A rail map of South Dakota from the year of statehood, 1889, show the intricate network of lines that crossed mostly the Eastern, grain-producing, side of the state. Most of these railways were platted for maximum efficiency in bringing grain from local farms to the eastern production facilities in Minneapolis, Chicago, etc. Railways were also the way in which new areas of South Dakota were settled, this bringing in ever more farming families to the state. The state historical society's research showed that in 1870 the southern half of Dakota Territory had 11,776 residents. By 1880 that number stood at 98,268 while five years later the population had reached 263,411. During the same period railroad mileage went from zero to 2,456.1 miles.
Economic changes and a long-term drought which affected crop production for nearly a decade saw few rail lines built in Eastern South Dakota after 1887. The railroad industry as a whole saw mass consolidation throughout the late 1800s. The opening for settlement of lands in Western South Dakota and the CNW's ambitious plan for a rail route to the Puget Sound set the stage for another era of rail building in the early 1900s, this time almost exclusively West River. Another land boom saw rail companies once more platting new towns along their routes, resulting in names like Kadoka, Murdo and Presho being added to the map. Rail lines in South Dakota reached their peak in the late 1910s as seen on this 1913 rail atlas of South Dakota.

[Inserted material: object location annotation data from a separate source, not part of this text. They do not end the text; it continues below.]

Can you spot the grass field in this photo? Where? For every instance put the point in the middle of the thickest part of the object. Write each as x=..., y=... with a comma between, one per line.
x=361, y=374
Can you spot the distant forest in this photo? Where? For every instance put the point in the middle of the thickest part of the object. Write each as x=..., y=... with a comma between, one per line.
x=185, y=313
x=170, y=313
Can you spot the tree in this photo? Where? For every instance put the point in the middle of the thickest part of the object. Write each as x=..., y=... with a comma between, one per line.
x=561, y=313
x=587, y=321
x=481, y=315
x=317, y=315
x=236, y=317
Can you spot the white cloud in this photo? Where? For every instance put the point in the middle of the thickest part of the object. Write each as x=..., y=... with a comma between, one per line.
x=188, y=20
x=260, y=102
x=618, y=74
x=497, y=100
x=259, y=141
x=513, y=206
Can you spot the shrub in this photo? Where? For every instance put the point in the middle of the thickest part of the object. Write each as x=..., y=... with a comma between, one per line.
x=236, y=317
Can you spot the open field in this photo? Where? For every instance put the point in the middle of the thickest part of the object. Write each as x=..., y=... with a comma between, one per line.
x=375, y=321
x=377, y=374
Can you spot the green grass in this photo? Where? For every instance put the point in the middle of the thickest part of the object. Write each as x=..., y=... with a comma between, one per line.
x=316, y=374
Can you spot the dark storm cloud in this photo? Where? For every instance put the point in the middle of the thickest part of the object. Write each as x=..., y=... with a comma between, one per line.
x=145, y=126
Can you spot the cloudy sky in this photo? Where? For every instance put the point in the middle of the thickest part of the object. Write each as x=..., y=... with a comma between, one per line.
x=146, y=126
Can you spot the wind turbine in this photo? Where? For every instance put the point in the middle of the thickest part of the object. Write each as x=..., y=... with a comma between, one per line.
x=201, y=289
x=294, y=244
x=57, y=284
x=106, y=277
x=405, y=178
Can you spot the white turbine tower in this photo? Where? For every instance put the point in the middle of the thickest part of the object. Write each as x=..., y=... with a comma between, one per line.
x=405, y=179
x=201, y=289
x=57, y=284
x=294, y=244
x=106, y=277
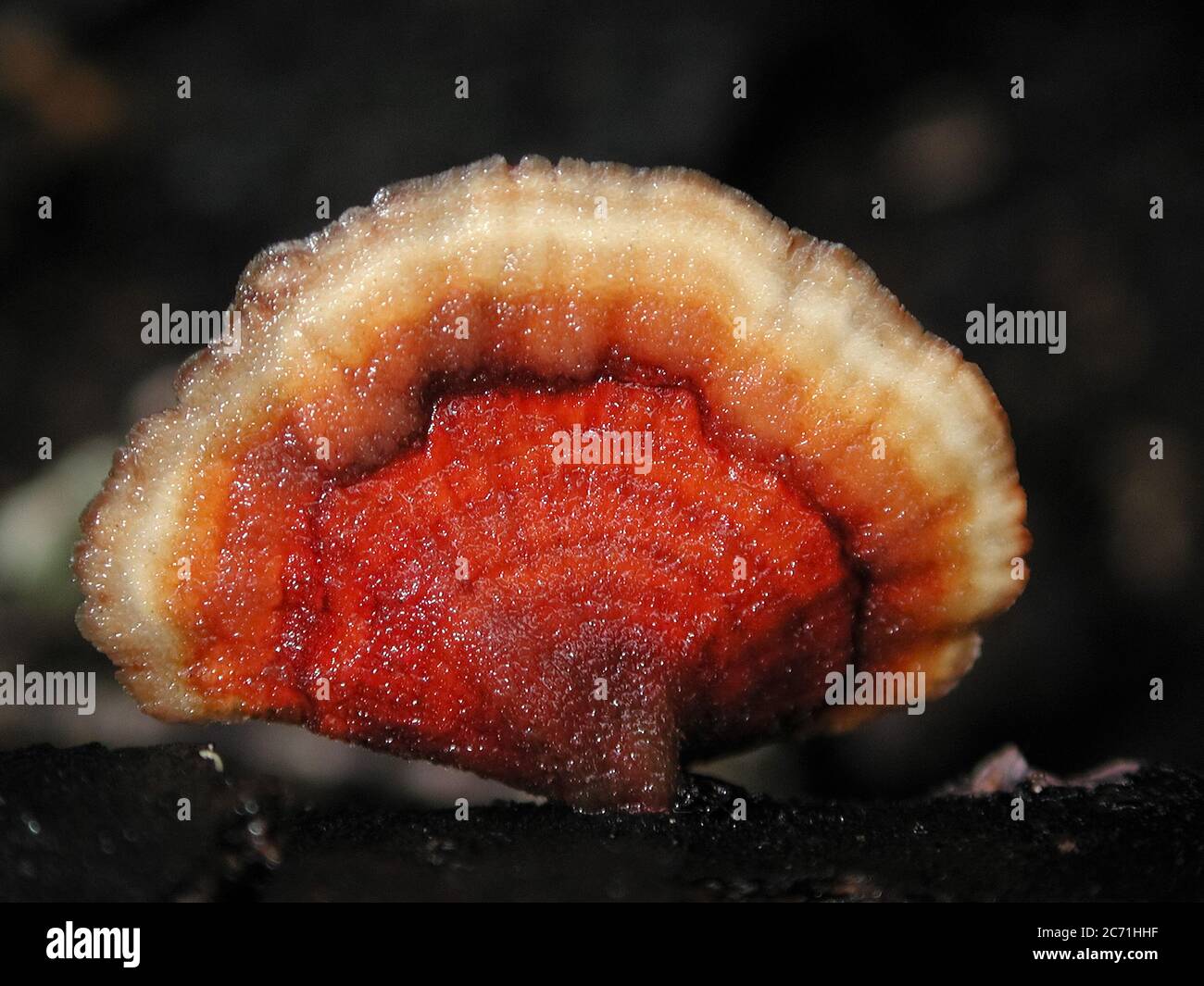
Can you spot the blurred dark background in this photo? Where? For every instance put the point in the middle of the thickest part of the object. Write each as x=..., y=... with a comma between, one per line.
x=1035, y=204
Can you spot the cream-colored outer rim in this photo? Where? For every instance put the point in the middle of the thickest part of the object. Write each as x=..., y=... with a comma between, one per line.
x=311, y=311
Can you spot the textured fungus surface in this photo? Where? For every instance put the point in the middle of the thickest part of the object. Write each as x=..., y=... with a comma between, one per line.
x=357, y=518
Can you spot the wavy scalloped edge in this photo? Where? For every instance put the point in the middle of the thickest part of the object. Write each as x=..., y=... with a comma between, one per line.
x=818, y=313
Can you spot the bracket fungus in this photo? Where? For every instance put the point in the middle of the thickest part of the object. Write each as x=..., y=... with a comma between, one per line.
x=558, y=474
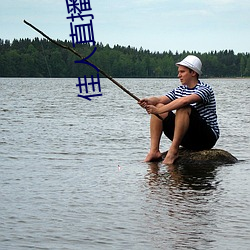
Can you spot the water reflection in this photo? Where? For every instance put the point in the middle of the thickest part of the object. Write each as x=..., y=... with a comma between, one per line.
x=183, y=198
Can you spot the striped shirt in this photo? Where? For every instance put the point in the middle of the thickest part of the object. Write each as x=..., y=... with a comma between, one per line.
x=206, y=108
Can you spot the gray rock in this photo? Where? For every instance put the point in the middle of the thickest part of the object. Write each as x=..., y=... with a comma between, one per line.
x=213, y=157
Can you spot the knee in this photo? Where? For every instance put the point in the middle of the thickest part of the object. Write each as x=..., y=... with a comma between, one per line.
x=184, y=110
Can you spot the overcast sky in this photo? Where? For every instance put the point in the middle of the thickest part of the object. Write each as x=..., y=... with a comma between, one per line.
x=157, y=25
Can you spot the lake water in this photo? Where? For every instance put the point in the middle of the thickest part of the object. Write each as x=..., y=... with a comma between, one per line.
x=72, y=175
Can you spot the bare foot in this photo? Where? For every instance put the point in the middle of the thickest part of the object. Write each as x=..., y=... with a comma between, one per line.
x=153, y=156
x=170, y=157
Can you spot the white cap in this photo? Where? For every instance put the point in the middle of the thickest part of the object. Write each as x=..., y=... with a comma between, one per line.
x=191, y=62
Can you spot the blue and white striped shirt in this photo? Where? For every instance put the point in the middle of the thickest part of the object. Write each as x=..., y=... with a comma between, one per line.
x=206, y=108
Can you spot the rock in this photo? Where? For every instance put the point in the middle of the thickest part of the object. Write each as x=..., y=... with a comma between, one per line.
x=213, y=157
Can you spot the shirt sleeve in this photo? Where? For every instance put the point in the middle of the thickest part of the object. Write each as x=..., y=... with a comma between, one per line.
x=205, y=94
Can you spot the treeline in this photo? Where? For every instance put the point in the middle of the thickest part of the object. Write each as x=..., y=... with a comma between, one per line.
x=41, y=58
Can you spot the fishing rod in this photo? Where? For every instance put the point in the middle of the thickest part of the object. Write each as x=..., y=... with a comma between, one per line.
x=86, y=60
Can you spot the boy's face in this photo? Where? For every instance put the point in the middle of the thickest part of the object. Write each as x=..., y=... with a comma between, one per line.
x=185, y=75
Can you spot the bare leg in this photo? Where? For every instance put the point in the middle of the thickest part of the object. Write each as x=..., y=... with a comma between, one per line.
x=181, y=127
x=155, y=137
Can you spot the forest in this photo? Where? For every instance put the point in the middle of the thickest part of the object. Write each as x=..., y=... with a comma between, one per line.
x=41, y=58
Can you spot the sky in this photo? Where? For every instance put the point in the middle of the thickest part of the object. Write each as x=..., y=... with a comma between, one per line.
x=155, y=25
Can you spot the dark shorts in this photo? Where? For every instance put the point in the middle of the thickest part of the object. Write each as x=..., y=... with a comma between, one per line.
x=199, y=135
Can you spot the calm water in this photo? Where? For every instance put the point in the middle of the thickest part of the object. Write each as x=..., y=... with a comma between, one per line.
x=72, y=175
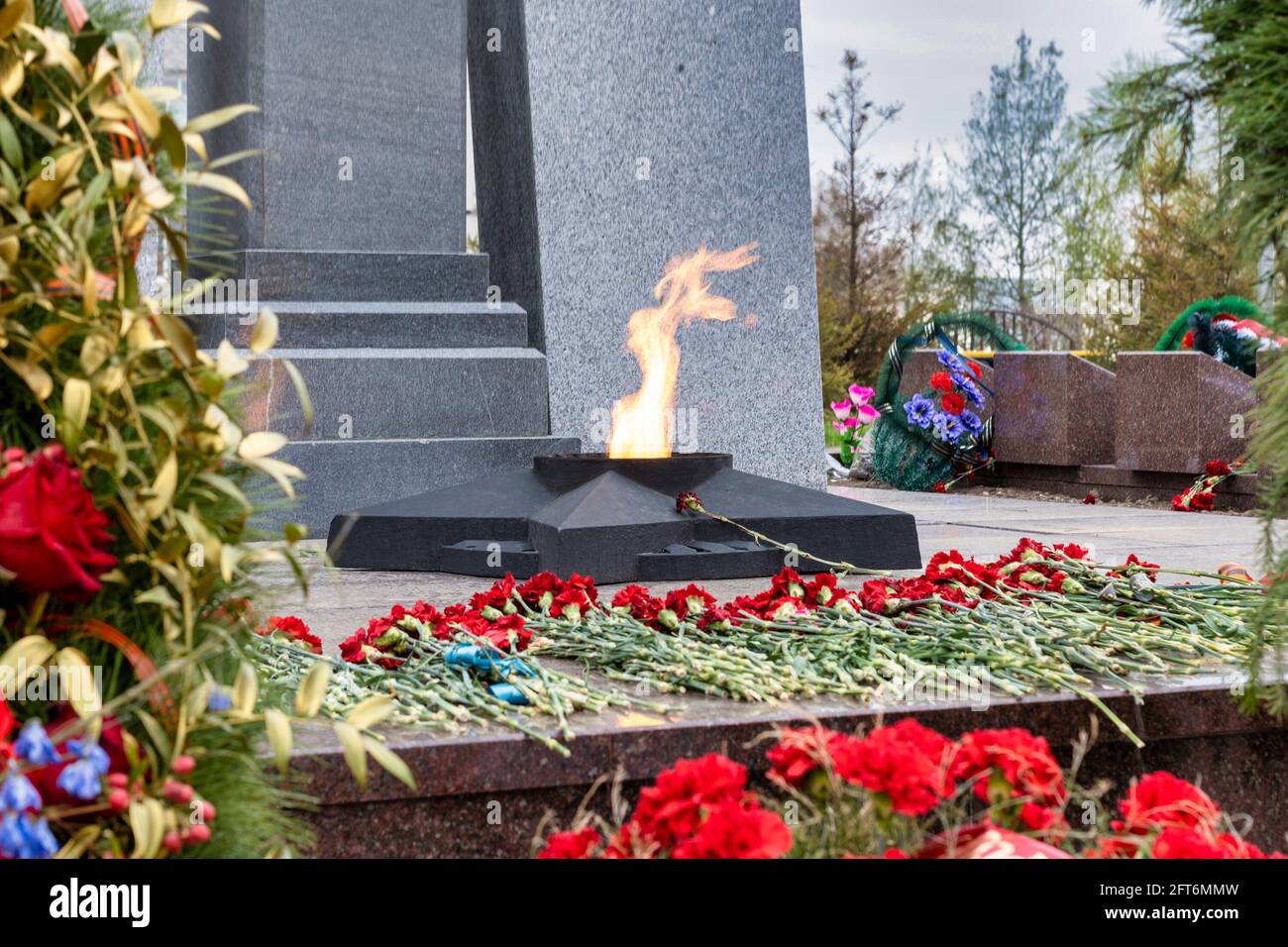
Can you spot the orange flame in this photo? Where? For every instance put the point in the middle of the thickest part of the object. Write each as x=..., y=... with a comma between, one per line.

Over the decades that followed, many rail lines were rendered progressively obsolete by new forms of transportation and communication. By the 1950s, most of South Dakota's passenger services were retired as automobiles became the primary mode of transportation. The last railway-operated passenger train ended in 1969. Changes in the agricultural economy saw many of the spur lines servicing smaller towns become unprofitable and throughout the 1960s and 70s, hundreds of miles of train tracks were abandoned and by 1980, over 60% of the state's rail mileage had disappeared.
To combat this decline, the South Dakota Railway Authority was established in 1980 and spent the ensuring decades working to preserve and make viable South Dakota's existing rail infrastructure. Industry changes and agricultural advances have seen several rail lines come back into service and today, South Dakota now has more rail miles than at statehood.